# MTTF-AWARE DESIGN METHODOLOGY FOR ADAPTIVE VOLTAGE SCALING

Masanori Hashimoto<sup>1\*</sup>, Yutaka Masuda<sup>1</sup>

Dept. Information Systems Engineering, Osaka University, Suita, Japan
\*Corresponding Author's Email: hasimoto@osaka-u.ac.jp

## **ABSTRACT**

Adaptive voltage scaling (AVS) is a promising approach to overcome manufacturing variability, dynamic environmental fluctuation, and aging. This paper focuses on design of AVS circuits. For pursuing efficient AVS, this work presents a design methodology that optimizes both voltage-scaled circuit and voltage control logic achieving practical long mean time to failure (MTTF), e.g., years. Evaluation results show the proposed AVS achieves 20.8% voltage reduction while satisfying target MTTF.

#### INTRODUCTION

Aggressive device miniaturization due to technology scaling has been improving the device performance. On the other hand, circuits have become sensitive to static manufacturing variability and dynamic environmental fluctuation. These static and temporal variations directly lead to circuit reliability degradation. The most effective tuning knob for post-silicon compensation is supply voltage control, and adaptive voltage scaling (AVS) is intensively studied [1][2]. AVS is expected to minimize process, voltage, temperature, and aging (PVTA) margin of each chip and allocate only a small margin for the entire lifetime as shown in Figure 1. The excessive conventional PVTA margins existing in most of the chips can be exploited as the source for power reduction. Conventional works [1][2] focus on where to insert sensors and how to control supply voltage and discuss the design methodology of voltage control system including sensing circuit.

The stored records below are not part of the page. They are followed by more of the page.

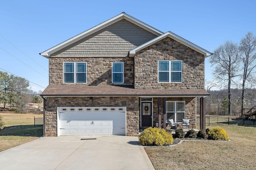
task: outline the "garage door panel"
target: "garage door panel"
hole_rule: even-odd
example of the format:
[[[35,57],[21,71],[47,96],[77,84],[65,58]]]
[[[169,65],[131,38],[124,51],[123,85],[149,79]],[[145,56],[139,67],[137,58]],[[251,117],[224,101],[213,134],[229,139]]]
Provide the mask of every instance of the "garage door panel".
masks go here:
[[[125,112],[119,111],[117,107],[114,111],[110,111],[110,107],[108,111],[100,108],[97,111],[92,108],[87,111],[86,108],[83,111],[77,108],[68,111],[68,107],[66,112],[59,113],[60,135],[125,135]]]
[[[103,134],[108,134],[109,133],[109,132],[108,129],[102,129],[101,130],[101,133]]]
[[[63,135],[68,134],[68,129],[60,129],[61,134]]]
[[[92,121],[85,122],[85,126],[92,126]]]
[[[86,134],[92,134],[92,129],[85,129],[85,133]]]
[[[77,126],[84,126],[84,122],[83,121],[77,122]]]
[[[94,129],[93,133],[95,134],[100,134],[100,129]]]
[[[69,133],[70,134],[75,134],[76,133],[76,129],[69,129]]]
[[[99,121],[94,121],[93,126],[100,126],[100,122]]]
[[[77,129],[77,133],[79,135],[84,134],[84,129]]]
[[[69,122],[68,125],[69,125],[69,126],[71,126],[71,127],[72,127],[72,126],[75,127],[76,126],[76,122]]]
[[[108,126],[110,123],[109,121],[102,121],[101,122],[101,125],[102,126]]]
[[[68,126],[68,124],[67,122],[60,122],[60,124],[62,127]]]

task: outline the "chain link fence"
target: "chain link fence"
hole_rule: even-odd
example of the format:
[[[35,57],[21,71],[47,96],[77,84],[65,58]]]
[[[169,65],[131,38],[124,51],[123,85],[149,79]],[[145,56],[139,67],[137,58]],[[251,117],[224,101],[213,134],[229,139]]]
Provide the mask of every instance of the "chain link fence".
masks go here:
[[[34,117],[34,126],[42,126],[44,125],[44,118]]]
[[[197,126],[200,126],[200,116],[197,116],[196,122]],[[231,125],[244,126],[256,125],[256,120],[255,119],[246,119],[242,117],[224,116],[206,116],[206,126]]]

Figure 1 : Supply voltage of AVS and conventional worst case (WC) in device lifetime.

On the other hand, for implementing AVS systems that fully exploit run-time adaptation and eliminate the redundant margin, we have found that we should pay attention to the main logic circuit under AVS in addition to the sensing circuit. In the conventional VLSI design flow,

there are many critical paths since the timing slack is exploited for power and area reduction. However, we observe that inherent critical paths whose path delays cannot be reduced at all are limited. This observation suggests that adaptive slack assignment (ASA) to the main logic circuit under AVS, which allocates larger slack to highly active paths, could improve the efficacy of the AVS and enable further supply voltage reduction.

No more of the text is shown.